Я задумчиво закусил губу. Сложно сказать, что в таком решении нет справедливости. Впрочем, уверен, что цыгане считают себя обиженными и угнетенными.
— Горан никогда им этого не простит, — подтвердил мою догадку Миро. — Он и раньше никакую власть не жаловал, а теперь совсем ненавидит. При нем даже говорить об Альянсе не советую.
— Я помню, вы с ним раньше не ладили.
На моей памяти Миро всегда стыдился своих цыганских корней. Помню, он страшно злился, когда я, тогда еще слишком маленький, чтобы понимать тонкости человеческой психологии, задавал ему вопросы о его настоящей семье. «Не было у меня никакой семьи! Она появилась в тот день, когда я встретил твоего отца!» — ответил он мне тогда. Многими годами позже его ответ был другим, но похожим: «Семья появилась у меня тогда, когда я вступил в Силы самообороны Олтеницы».
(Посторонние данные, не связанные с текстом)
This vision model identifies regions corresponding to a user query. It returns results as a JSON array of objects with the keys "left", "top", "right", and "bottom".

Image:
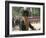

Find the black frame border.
[{"left": 5, "top": 1, "right": 45, "bottom": 37}]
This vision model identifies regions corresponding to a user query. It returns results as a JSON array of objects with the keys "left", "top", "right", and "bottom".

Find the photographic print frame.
[{"left": 5, "top": 1, "right": 45, "bottom": 37}]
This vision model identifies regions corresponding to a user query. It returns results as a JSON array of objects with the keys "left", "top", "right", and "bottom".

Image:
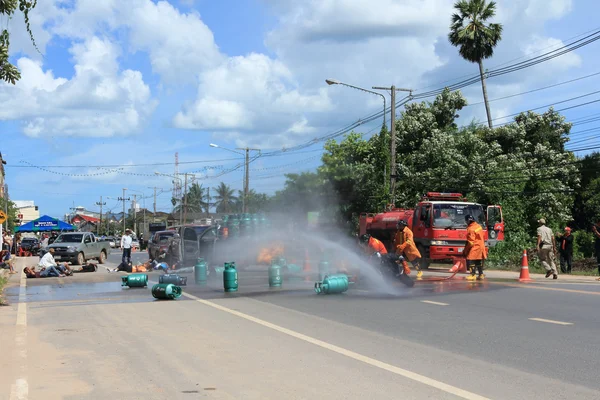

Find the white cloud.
[
  {"left": 0, "top": 37, "right": 156, "bottom": 137},
  {"left": 173, "top": 54, "right": 331, "bottom": 141},
  {"left": 525, "top": 0, "right": 573, "bottom": 20},
  {"left": 55, "top": 0, "right": 224, "bottom": 84}
]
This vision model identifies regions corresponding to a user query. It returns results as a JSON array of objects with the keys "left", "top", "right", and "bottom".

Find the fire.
[{"left": 256, "top": 243, "right": 283, "bottom": 265}]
Похоже, годы изменили его мировоззрение.
— Мы и сейчас ругаемся каждый Божий день. Но куда еще ты мне велишь податься?! — Миро красноречиво похлопал худощавыми ладонями по поручням своей коляски. — У цыган не принято бросать кровных родственников на произвол судьбы. Даже у цыган есть принципы.
Я внимательно рассмотрел его коляску — старенькую и очень простенькую, не чета тем, что можно встретить в Сиднее, скажем, у того же Тима Бартона. Хорошо помню, как после первого своего года в «Вознесении», вопреки вежливым предостережениям Роберта, я перечислил на личный счет Мирослава пятую часть всех родительских сбережений. Этого пожертвования, конечно, и близко не хватило бы на искусственные роботизированные ноги — таких денег ни Миро, ни мне собрать было не суждено. Но суммы перевода должно быть как раз достаточно, чтобы купить приличную электрическую коляску.
— Я думал, тебе уже удалось решить вопрос с креслом, — произнес я.
— Эй, слушай, ты-то, небось, не сильно обеднел, брателло! — импульсивно и даже раздраженно огрызнулся Миро, посмотрев на меня с помесью злости и жгучего стыда.
— Нет, я не о том! — смутился я. — Мне не жаль тех денег! Но мне больно смотреть на то, что ты остался без такой необходимой тебе вещи.
— Не срослось с этим. Все равно бы денег на все не хватило… и других проблем хватает. Может быть, когда-нибудь. Слушай, не донимай меня этим, а?!